In addition to Chen’s submission, the 2021 ACSA/AISC Steel Design Student Competition recognized 18 exceptional projects in two categories, which explored a variety of design issues related to the use of steel in design and construction, offering upper-level architecture students from more than 60 colleges and universities across the U.S. and Canada the opportunity to develop project designs using steel as a primary material.

The judges were impressed by Chen’s concept for a unique truss design. “From a structural perspective,” they said, “the student fully grasps ideas on how trusses can be optimized.”

Cal Poly CAED student Kaiyan Chen.
Cal Poly CAED student Kaiyan Chen.

Chen created the concept by transforming a cultural map of Los Angeles, titled “Biggie, Biggie, Biggie,” which was created by Black artist Mark Bradford. “We understand the painting as a cityscape with two contrasting layers sitting above and below the grade,” said Chen of the final submission. “I combined that with W.E.B. Du Bois’ theory about the Double-Consciousness and decided that each layer represents one state of mind, with the grade serving as the discriminating ‘veil’ that prevents the two from being seen as one.”

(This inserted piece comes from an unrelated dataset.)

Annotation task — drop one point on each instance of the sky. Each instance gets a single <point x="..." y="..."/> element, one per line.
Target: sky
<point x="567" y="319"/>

Chen’s honorable mention-recognized design was drawn from a pool of competitors from institutions such as Auburn, Princeton, Syracuse, Texas A&M, Rochester Institute of Technology, and several UC campuses, including Berkeley.

“This was a particularly challenging project,” said Fowler. “It wasn’t only complicated by the remote learning design studio mode, but also because students were tasked with preparing a complete urban design proposal for a new campus design, focusing this environment on a hybrid library/student union building. Chen did an excellent job responding to all the challenges.”